2077 isn’t the circus of breakages it used to be, but V’s many in-universe glitches are nonetheless joined by plenty of real ones. A ton of them are benign, with physics issues often providing some comedy, but problems such as getting trapped in menus or events failing to trigger are less negligible. Full-on crashes are uncommon, but not rare enough to escape mention.
Far more frequent is the need to reload saves when various commands suddenly stop working. Remotely summoning cars is the worst offender, but I’ve had to fix a number of combat effects this way too. Another problem is random stuff being flagged as quest items and becoming permanent fixtures of the inventory as a result.

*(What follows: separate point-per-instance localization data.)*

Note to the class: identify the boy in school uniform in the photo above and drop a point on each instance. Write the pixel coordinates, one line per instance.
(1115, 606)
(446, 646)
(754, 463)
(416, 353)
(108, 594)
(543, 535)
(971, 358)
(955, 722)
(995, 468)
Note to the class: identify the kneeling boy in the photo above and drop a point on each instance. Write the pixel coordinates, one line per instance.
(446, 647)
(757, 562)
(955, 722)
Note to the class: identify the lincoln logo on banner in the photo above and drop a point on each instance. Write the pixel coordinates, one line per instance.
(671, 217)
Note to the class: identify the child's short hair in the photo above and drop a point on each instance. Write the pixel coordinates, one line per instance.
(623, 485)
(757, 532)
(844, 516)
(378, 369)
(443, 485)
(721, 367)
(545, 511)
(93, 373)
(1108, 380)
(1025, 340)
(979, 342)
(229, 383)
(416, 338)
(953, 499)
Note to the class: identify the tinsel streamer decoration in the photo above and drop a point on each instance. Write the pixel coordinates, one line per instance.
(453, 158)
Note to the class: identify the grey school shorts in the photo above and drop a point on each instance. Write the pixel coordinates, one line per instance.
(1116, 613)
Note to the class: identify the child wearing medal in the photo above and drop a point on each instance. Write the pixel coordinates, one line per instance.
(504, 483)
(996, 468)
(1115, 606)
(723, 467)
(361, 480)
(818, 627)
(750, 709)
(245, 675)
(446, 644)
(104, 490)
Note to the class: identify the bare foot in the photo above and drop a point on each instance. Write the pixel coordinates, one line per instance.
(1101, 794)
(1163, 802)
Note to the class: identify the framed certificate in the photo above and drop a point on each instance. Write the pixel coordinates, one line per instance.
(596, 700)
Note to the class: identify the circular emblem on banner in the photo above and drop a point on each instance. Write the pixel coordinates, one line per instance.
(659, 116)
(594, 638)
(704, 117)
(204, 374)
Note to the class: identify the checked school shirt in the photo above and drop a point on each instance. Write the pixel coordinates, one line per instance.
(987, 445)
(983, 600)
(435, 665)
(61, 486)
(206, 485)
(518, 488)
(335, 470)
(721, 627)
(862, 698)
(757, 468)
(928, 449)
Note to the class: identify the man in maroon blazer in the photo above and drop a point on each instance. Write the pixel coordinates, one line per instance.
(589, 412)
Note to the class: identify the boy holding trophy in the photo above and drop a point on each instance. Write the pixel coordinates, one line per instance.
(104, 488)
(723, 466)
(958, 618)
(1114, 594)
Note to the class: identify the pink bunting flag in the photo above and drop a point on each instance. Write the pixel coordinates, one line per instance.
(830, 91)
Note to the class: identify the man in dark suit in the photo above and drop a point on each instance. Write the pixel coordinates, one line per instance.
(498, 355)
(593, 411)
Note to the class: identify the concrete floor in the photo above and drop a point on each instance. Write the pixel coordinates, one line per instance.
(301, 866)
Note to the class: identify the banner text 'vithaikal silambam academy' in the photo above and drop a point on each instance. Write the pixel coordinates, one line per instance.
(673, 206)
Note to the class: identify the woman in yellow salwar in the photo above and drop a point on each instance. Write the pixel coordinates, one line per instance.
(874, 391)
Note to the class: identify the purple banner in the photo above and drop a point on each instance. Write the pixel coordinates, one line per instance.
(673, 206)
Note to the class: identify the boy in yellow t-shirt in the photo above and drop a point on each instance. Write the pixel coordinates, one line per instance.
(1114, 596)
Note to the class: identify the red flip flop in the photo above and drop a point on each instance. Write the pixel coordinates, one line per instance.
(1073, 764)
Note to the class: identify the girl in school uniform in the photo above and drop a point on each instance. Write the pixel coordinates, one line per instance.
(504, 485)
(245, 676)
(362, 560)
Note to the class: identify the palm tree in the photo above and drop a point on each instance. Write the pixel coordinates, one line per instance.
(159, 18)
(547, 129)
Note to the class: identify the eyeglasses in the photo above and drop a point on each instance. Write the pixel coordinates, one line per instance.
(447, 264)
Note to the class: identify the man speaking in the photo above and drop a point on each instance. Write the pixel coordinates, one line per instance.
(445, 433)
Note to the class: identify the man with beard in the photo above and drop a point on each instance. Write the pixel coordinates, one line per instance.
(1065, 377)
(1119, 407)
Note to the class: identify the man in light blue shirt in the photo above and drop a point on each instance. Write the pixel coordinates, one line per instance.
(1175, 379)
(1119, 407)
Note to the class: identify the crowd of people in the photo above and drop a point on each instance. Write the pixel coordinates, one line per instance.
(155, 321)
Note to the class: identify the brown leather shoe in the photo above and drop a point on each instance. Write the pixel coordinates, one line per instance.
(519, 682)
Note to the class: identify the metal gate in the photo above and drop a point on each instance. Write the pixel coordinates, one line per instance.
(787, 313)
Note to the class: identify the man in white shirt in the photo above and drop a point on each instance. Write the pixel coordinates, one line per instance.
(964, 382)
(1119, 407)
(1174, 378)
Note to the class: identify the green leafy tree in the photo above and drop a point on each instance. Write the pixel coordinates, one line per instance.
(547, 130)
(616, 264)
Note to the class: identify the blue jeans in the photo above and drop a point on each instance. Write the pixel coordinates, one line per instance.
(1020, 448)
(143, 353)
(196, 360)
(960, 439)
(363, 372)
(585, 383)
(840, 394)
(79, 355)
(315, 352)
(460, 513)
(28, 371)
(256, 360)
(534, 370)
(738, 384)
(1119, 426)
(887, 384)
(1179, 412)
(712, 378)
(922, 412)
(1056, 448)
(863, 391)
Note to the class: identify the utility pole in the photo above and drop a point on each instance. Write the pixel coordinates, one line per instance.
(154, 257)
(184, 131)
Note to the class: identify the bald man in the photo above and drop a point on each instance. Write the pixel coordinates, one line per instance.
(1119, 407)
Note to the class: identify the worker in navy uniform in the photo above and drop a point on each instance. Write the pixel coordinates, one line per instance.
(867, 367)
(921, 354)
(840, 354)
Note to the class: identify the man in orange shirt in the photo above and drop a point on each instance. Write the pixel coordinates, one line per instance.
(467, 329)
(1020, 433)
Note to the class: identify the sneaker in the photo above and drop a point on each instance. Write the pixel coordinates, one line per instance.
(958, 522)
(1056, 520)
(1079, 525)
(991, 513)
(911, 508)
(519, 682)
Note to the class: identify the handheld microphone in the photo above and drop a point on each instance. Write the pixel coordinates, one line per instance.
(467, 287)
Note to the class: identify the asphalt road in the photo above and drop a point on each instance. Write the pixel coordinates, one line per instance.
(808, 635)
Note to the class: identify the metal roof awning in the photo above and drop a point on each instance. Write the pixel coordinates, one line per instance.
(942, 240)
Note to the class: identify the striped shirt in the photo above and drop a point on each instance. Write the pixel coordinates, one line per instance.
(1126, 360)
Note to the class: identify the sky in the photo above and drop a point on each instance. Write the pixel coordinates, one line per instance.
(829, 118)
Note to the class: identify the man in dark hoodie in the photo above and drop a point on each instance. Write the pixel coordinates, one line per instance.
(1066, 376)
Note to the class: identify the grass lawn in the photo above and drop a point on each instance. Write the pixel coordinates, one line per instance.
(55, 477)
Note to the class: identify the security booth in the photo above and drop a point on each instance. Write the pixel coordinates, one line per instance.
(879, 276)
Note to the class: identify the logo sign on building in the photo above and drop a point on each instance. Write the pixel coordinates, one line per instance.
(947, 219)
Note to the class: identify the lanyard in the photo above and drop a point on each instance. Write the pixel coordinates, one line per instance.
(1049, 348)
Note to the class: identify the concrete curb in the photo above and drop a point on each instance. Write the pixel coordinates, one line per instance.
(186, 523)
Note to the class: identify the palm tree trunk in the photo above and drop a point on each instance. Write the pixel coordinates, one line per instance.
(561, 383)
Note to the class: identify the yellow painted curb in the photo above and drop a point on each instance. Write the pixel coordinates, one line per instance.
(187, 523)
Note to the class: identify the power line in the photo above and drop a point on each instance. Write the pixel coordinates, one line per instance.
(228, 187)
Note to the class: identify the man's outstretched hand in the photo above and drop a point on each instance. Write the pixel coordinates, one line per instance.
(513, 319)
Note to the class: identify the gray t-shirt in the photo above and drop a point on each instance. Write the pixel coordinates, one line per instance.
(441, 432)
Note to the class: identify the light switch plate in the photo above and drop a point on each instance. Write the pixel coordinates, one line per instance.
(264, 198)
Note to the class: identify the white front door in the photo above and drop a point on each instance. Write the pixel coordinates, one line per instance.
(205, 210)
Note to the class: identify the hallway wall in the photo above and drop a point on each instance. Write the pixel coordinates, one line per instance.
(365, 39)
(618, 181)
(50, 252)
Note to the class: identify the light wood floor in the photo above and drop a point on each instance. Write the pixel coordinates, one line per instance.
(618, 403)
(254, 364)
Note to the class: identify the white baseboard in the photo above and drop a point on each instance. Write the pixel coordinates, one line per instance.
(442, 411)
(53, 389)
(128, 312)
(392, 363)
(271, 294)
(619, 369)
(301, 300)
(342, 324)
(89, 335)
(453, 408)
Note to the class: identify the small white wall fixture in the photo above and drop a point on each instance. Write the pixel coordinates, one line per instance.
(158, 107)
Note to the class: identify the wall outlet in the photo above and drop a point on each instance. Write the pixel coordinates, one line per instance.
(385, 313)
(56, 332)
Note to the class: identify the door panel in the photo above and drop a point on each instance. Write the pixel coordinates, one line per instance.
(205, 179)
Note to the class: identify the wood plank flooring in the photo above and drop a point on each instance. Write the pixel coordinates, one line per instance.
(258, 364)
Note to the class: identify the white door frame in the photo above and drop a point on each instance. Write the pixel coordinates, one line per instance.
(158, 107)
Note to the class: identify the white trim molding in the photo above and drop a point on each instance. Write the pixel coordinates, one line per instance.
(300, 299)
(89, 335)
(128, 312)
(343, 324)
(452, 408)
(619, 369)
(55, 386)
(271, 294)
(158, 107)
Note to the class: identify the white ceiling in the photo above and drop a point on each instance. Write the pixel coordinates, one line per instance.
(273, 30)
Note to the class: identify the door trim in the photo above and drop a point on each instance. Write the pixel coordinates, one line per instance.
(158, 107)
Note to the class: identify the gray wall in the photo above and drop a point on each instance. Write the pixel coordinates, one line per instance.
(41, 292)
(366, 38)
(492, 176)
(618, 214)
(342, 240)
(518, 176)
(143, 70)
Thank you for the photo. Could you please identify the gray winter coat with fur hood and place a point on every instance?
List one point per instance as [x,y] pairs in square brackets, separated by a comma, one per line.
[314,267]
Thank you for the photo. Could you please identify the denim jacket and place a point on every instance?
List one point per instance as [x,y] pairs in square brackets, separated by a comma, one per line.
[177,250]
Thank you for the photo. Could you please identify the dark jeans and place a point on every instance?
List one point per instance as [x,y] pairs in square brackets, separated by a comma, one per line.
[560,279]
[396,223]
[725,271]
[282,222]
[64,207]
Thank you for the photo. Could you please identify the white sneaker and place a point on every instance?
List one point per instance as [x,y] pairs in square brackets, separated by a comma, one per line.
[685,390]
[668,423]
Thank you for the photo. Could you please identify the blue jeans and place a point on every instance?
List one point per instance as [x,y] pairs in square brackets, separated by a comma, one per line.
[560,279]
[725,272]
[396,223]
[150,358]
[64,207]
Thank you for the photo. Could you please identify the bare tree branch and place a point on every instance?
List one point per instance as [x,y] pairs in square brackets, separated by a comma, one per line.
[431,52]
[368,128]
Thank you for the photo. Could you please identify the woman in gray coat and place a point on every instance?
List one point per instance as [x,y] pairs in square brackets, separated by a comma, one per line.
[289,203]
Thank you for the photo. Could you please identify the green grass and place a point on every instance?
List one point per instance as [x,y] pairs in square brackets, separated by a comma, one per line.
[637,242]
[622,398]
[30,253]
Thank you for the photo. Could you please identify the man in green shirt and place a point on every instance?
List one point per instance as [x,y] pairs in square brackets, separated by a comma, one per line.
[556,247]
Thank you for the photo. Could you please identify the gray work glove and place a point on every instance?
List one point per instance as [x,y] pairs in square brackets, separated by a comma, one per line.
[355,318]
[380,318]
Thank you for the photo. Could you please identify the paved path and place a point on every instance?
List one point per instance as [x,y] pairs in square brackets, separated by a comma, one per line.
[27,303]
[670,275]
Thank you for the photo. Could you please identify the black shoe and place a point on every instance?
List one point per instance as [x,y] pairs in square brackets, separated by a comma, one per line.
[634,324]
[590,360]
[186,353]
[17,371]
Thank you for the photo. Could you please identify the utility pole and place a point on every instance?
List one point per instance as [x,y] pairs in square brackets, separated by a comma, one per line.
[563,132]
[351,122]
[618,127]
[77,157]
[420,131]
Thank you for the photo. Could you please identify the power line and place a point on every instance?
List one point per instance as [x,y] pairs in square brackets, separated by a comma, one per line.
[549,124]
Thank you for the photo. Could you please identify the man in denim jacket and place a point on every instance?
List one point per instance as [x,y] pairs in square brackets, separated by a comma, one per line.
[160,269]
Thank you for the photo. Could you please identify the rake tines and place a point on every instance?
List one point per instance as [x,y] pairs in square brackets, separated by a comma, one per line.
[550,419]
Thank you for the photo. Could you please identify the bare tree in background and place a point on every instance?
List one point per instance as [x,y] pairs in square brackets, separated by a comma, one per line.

More aggravating to me than the accidents, however, is the retention of some nonsensical design decisions that have been criticized for years.
Crafting is a strangely unfulfilling process. You can craft common weapons from blueprints, but you’ll find hundreds of them while playing and they’ll be all sorts of fun colors. The drab ones you can make have a full suite of empty mod slots, but that’s hardly exciting. Mods can’t be crafted, only upgraded. Attachments can’t be upgraded, only crafted at the most basic, quickly obsolete level.
Why does fully upgrading certain things do nothing to alter their stats or effects? Why is the system like this?

You can’t upgrade any basic weapons even if you craft and mod them to your liking, because only Iconic weapons are upgradeable. These legendary armaments come with powerful bonuses and render basic ones redundant. Since you can’t attach mods to Iconic weapons, their use makes an entire category of equipment useless.
Quickhacks may be awesome, but the menu for using them is fucking terrible.
Hacks are applied during combat by scrolling through the ones you’ve equipped, and you can’t freely sort them for ease of selection. Instead, the last one you equip is always stuck at the top, so if you want them a certain way you have to manually equip every single one in reverse order. Oh, and if you want to swap one out, the whole order gets fucked.
Whyyyyyyyyy?

One thing I really hate is how often I’ll have my active mission automatically overwritten by another. I started getting really annoyed by phone calls because of how often they’d presumptively change my map routes. Also, just as a personal whinge, I dislike the restrictive number of scannable vehicle paint jobs you can save, and how scanning too many will overwrite your first slot even if you don’t want to - the cancel and confirm buttons are the same button!
CD Projekt really needs to start respecting the fact that not everybody plays games inches away from a PC monitor. Even if you maximize UI sizes, Cyberpunk has a ton of ridiculously tiny text. This is especially ignorant considering we’re talking about the Switch 2 version - you’d sooner make out a tattoo on an ant’s nutsack than comfortably read this text on a handheld screen.

For as detailed as my complaints are, I feel compelled to point out that I’ve only gotten so deep in my annoyance because of how deeply attached to the game I’ve become. I could rant about Quickhacks and crafting all day, but I have 100+ hours of exposure behind my demagoguery. Thing is, even at my most irritated, I was still more entertained by Cyberpunk 2077 than by most games in its pricing bracket.
Even though I want to struggle justifying its full price after all these years, if we compare the Ultimate Edition to any game that’s had the nerve to charge $70 these past five years, Cyberpunk 2077 has it beat in terms of quality, content, and consistency of entertainment. Compared to the $80 ones? It makes a mockery of them.

Ultimate Edition works as a solid showcase of the Switch 2’s capabilities, at least between the occasional crash. It generally runs great, and playing such a massive production in handheld mode is a hell of a novelty. You can use the Joy-cons to activate commands via gestures, though as usual with such things, gyro’s best used for a little refinement while aiming.
Whether on the Switch 2 or not, Cyberpunk 2077 is a fantastic RPG, especially after years of bodywork, and it has some of the best storytelling you’ll get out of the “AAA” space. I’ve played it so intently that I don’t even cringe when I hear cyberslang like “choom” and “preem” anymore.
Can’t think of a more nova endorsement than that, ya gonk!